Antonio Morgado or Isaac del Toro haven't achieved much yet and given how the UAE team uses them , may not for some time

Veganpotter 05 November 2024 at 20:59+ 603

His palmares make that clear. He wasn't not destroying elite fields in his age group. He wasn't the below average, elite rider Froome was until he got access to special potions. But he wasn't someone you'd expect to even win a single grand tour as a 16yr old. You'd expect him to maybe develop into a solid rider with possible stage wins as a domestique. *We have a history of Cavendish, Sagan, Contador, Schleck, Armstrong, Cancellara being obvious stars of the future by the time they were 15 or 16. Of course they too all needed "special tools" to win at the highest level. Pogi didn't exactly come from nowhere but he absolutely wasn't on the world map because he never showed that kind of potential until he was 18. Its quite unorthodox.

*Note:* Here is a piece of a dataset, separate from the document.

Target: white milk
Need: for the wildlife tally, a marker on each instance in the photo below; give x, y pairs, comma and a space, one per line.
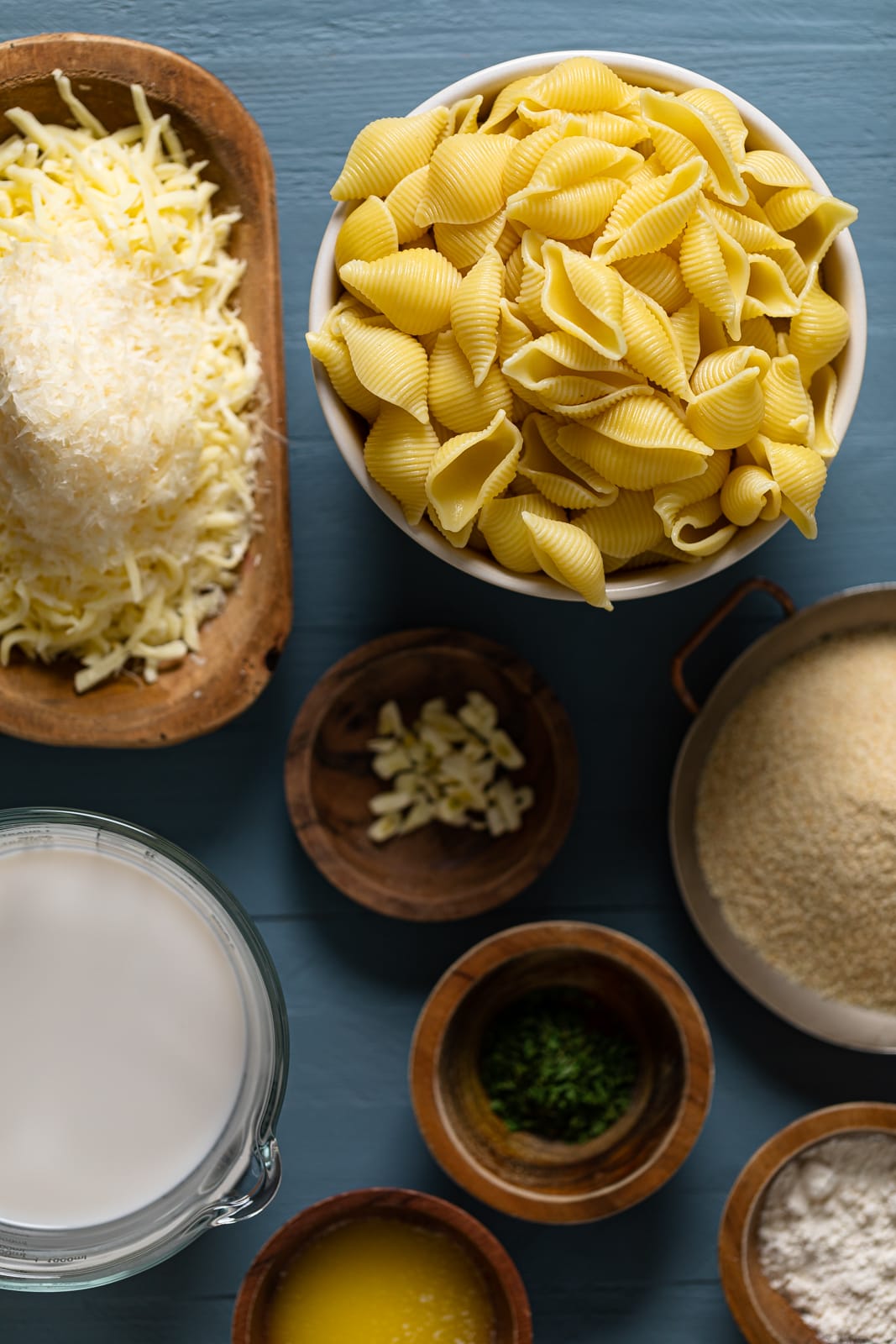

RidesHills 07 November 2024 at 03:33+ 672

What you say flies in the face of all the stories about him from when he was younger - and if you’re suggesting that his Tour de l’Avenir win came out of the blue, what about all his previous wins? Anyone winning the Tour de l’Avenir is on the world map, and he was already being noticed as an 11 or 12 year old racing with the 16 year olds.

Mistermaumau 08 November 2024 at 21:41+ 3416

I would like to remind you that VERY few early prodigies end up being world stars in speed or endurance events and very few champions/record holders held youth age records or titles. When I ran in the UK as a teen everyone was looking at certain names for the future, NONE of them prevailed, most disappeared and in the end some unnoticed late bloomers came along for the world to discover. My grandfather was national 800m champion, a neighbour trained with was way better than him but never took up racing. I recruited a rugbyman for our club to run the UK 100m U17 sprint final, just missing the podium (but never having done one day of specific training) never running again. Exact same story as Pog can be told about Jungels, always beaten by a guy who abandoned cycling. Every kid develops differently (Remco?), and early performance means almost nothing. I ran better in my mid 40s than late teens.